Vacation’s over — I was in Colombia (Cartagena and Bogota), more about which in another post — and I’ve spent much of today trying to catch up on what happened while I was gone.
The biggest development in what I’ve read so far is the death of the Brodsky bill to curtail museum deaccessioning in the New York legislature. That’s good news. Assemblyman Richard Brodsky (at right) says his bill is the only thing blocking the “beancounters,” who’ll sell museum collections at the drop of a hat to pay the HVAC bills, from raiding our museums. But it was a bad bill as written last winter, when it would have created an unfunded mandate for too many institutions (who’d have had to catalogue everything they own), among other flaws, and it’s still a bad bill with his proffered modifications.
Brodsky seems to have blamed opposition by some big insitutions, like the Metropolitan Museum of Art, for the bill’s demise, but my reporting says otherwise. Several legislators, and their staffs, were unconvinced of the bill’s overall wisdom.
As I’ve written, I believe deaccessioning for purposes other than art acquisitions should be rare, but possible in dire circumstances — only after an arbitration process proving that all other remedies had been exhausted.
Brodsky and his supporters have been using scare tactics.
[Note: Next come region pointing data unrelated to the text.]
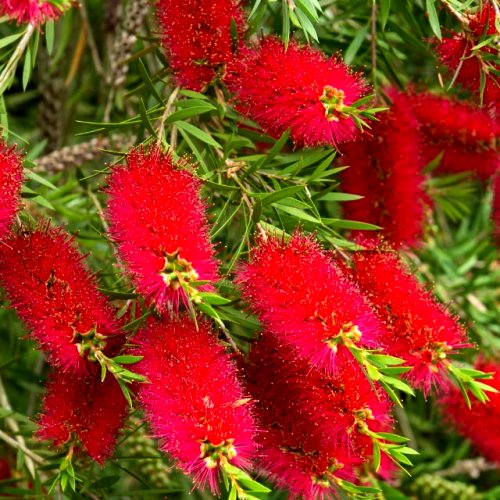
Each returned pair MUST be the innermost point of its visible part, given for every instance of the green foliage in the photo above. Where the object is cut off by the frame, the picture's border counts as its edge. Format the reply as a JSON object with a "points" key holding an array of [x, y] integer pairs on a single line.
{"points": [[254, 183]]}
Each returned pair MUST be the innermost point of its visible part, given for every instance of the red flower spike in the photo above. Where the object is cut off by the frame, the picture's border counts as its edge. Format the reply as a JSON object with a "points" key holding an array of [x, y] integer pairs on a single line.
{"points": [[305, 300], [198, 39], [387, 170], [465, 64], [159, 224], [34, 12], [450, 121], [455, 159], [419, 330], [481, 422], [52, 292], [298, 88], [84, 409], [193, 401], [11, 178], [311, 423], [483, 21]]}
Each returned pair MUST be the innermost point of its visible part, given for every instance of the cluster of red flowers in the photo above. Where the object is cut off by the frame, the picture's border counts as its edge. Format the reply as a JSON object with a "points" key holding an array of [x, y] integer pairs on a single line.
{"points": [[305, 300], [198, 38], [193, 399], [11, 177], [418, 329], [149, 198], [466, 136], [34, 12], [53, 293], [387, 169], [466, 62], [42, 273], [314, 426], [316, 414], [481, 422], [281, 87], [297, 88]]}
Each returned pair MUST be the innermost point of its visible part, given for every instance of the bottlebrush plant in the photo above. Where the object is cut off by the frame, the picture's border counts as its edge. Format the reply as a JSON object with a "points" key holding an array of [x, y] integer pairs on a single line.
{"points": [[249, 250]]}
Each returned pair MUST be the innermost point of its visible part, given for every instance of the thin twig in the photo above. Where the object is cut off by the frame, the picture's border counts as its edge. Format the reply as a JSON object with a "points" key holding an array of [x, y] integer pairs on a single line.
{"points": [[374, 45], [18, 442], [10, 67], [33, 457], [463, 19], [90, 39], [166, 113]]}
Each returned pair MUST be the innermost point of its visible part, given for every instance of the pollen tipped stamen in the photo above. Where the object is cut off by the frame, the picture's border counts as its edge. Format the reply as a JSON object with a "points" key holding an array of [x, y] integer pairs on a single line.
{"points": [[349, 335], [90, 344], [333, 102], [177, 271], [214, 455]]}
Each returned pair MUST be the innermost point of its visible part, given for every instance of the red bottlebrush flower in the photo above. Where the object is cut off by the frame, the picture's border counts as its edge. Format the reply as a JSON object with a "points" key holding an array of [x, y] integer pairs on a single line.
{"points": [[450, 121], [481, 422], [387, 171], [304, 299], [298, 88], [158, 221], [11, 178], [455, 159], [198, 38], [419, 330], [483, 21], [194, 401], [465, 65], [312, 424], [85, 409], [467, 136], [34, 12], [52, 292]]}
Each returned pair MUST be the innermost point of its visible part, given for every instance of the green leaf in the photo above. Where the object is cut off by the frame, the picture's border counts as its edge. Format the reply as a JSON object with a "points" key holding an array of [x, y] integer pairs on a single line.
{"points": [[383, 360], [27, 67], [147, 81], [49, 35], [339, 197], [297, 212], [188, 112], [127, 359], [7, 40], [395, 438], [350, 224], [430, 7], [213, 299], [268, 199], [385, 8], [104, 482], [41, 180], [354, 46], [198, 133], [376, 456]]}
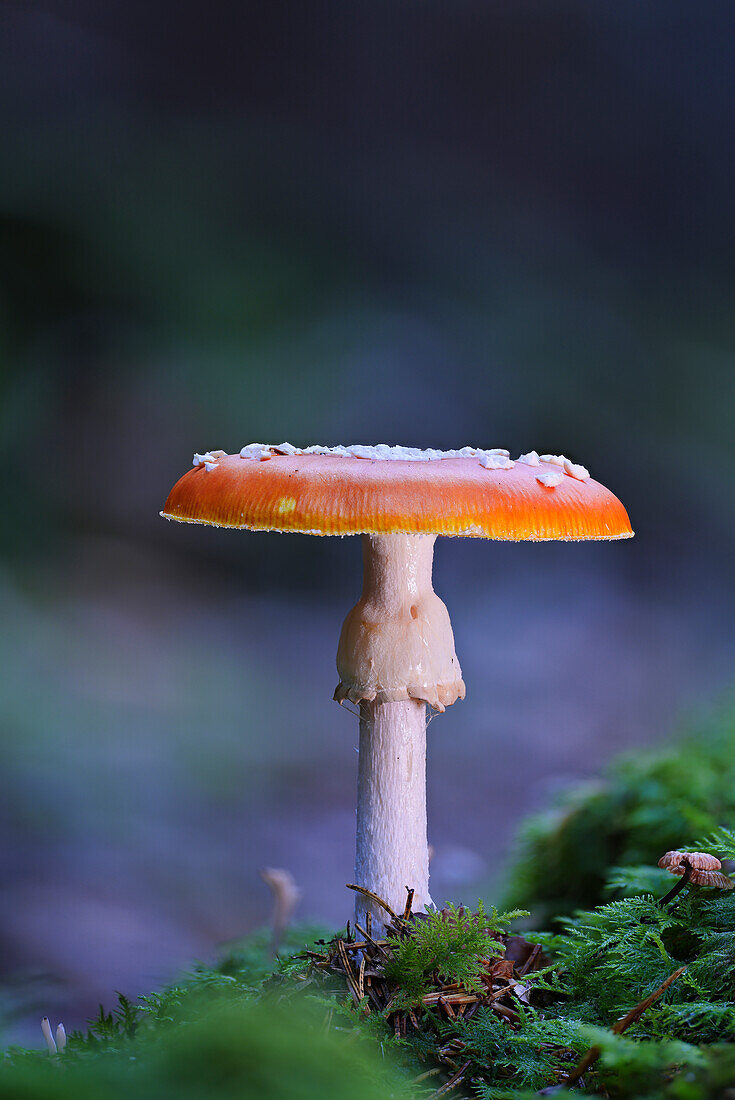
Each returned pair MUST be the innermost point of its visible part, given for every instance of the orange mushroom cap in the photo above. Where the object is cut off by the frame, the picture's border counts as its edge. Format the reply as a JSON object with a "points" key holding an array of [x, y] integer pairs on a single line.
{"points": [[344, 494]]}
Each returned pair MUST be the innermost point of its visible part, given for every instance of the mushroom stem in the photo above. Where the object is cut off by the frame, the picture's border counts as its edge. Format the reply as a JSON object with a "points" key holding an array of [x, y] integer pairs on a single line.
{"points": [[396, 655], [392, 849]]}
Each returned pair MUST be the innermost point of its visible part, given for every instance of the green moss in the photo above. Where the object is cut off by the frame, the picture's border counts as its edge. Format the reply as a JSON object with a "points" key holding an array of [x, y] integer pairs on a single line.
{"points": [[254, 1026], [454, 944], [645, 805]]}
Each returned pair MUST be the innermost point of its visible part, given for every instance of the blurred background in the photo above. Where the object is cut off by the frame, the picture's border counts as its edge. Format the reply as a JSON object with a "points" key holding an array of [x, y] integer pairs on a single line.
{"points": [[498, 222]]}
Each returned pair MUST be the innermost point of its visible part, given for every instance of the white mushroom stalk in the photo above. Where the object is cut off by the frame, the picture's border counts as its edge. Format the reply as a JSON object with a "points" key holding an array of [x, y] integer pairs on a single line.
{"points": [[395, 656], [396, 651]]}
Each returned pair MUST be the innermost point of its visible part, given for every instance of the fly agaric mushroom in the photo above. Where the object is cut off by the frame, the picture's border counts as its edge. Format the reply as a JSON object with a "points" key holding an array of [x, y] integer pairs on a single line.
{"points": [[699, 868], [396, 651]]}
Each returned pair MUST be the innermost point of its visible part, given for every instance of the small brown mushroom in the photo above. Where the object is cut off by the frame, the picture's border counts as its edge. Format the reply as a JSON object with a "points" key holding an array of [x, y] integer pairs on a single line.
{"points": [[676, 861], [699, 868]]}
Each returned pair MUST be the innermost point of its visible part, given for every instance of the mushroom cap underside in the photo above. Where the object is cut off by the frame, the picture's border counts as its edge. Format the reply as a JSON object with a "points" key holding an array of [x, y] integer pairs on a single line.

For example, what Michael Botwinick told The New York Times in last Wednesday’s article about the bill’s demise is ludicrous: financially troubled institutions now believe “the Rembrandts in the collection are no different than the IBM stock.”
For his part, Brodsky ended the article saying: “If we don’t act here, the bean counters will triumph, and we’ll see huge amounts of public art privatized.”
Evidence please?
Yet at the same time, Brodsky approves of a measure that would allow museums to raid their endowments without — as is currently necessary — seeking approval from the state Attorney General’s office. On that score, he trusts the beancounters — despite the fact that most museum endowments are too skimpy now. And without decent endowments, they generally can not balance their budgets without hefty efforts at fund-raising year in, year out.
At least that’s what Brodsky thought in June.
Now he is running for attorney general. We’ll see how he feels about giving up power if he gets the nod.
This battle, which is really about the control of museum governance, is not over yet. Brodsky still wants to be in the driver’s seat; just watch for a change in tactics.